Could I do it?  That was the question. I participated in this year’s NaNoWriMo undertaking because I didn’t know if I had it in me to produce at least 50,000 words centered on a single character.  I’ve chipped away at fiction for years, and I’ve mailed editors the occasional hard copies of stories  (all were returned) but ‘real’ work always pushed the stories off to the side.  ‘Real’ work was real, fiction wasn’t.  If I sat down and put together all the words making up the ‘real’ work total, the total could be a million.  Those words were all on different subjects and meant for various purposes, but they show me that I have the ability to braid words into forms that make sense to people other than myself.  But — in the voice of the bespectacled and pinch-mouthed internal editor — the question always lurked:  could I sustain a story thread?  Do I have that talent?

Stories have been floating in my head for years, some have stuck, some haven’t.  Through the years, in the fifty homes where I’ve lived, I wrote — that’s pretty much what I’ve done all along, although taking pictures could also be a contender for first place.  The header and the background images on this blog are from a photo I took at a music concert.

The typing started when I was a child and my parents gave me typewriters for Christmas presents.  In the years after the presents, I wrote signs, announcements, letters, bad poetry, and whatever teachers told me to write (except for that 500-word final essay in 8th grade whose word count conjured a goblin that froze my mind — my only report card F).  After growing up, my output expanded to letters to editors, school newsletters for students, newspaper articles, a support group newsletter, a church bulletin.  After I was able to discover what being online was all about, and as our computer’s hard drive grew in its ability to juggle more than one or two pages at a time, I graduated to booklets, graphics-heavy Christmas letters to provide a use for all those photos, online discussions and blogging.  Magazine articles were also part of the mix.

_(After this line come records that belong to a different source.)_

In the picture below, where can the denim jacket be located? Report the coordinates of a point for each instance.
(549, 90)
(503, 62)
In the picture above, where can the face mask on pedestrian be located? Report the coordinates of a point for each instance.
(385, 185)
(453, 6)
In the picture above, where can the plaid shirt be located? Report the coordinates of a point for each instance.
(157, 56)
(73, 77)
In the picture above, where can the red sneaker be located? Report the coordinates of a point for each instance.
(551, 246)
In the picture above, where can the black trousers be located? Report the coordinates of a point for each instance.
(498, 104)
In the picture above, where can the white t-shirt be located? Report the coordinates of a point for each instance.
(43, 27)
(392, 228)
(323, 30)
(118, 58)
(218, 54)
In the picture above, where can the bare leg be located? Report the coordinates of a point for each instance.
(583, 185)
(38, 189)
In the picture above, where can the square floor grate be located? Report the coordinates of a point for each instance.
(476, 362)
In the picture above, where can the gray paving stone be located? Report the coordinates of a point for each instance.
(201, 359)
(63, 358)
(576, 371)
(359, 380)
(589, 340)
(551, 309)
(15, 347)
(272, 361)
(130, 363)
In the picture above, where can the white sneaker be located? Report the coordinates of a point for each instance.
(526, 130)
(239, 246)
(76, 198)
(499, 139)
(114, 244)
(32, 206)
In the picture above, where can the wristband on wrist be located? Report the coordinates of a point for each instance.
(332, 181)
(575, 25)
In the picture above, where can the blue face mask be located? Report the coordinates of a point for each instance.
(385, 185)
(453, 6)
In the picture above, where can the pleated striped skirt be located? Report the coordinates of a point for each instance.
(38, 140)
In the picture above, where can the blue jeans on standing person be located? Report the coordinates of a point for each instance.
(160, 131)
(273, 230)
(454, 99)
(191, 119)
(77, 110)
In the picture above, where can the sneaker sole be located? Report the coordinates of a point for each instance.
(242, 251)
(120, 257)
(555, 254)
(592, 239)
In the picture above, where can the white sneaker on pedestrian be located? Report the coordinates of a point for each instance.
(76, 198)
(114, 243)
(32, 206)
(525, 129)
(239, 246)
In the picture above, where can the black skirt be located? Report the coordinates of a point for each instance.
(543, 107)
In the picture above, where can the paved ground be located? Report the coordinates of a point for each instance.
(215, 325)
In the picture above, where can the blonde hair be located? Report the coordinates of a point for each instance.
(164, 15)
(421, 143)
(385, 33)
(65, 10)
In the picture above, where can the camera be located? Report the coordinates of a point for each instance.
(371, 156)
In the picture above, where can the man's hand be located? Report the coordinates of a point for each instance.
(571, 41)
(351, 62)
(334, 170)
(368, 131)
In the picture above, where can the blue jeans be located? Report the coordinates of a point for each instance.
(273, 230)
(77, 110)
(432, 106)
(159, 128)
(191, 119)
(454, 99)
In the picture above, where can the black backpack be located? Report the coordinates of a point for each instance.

Writing has always been a focus.

What hadn’t been a focus was satisfying the desire to create fictional truth, satisfying the itch to make a world, people it with interesting characters, and tell others what they got up to.  I want to change that.  The characters want to change that.  It’s time to shift focus.

So NaNo and this blog are the gauntlet I threw down before myself.  I completed the NaNo challenge, now to carry through and let the characters loose.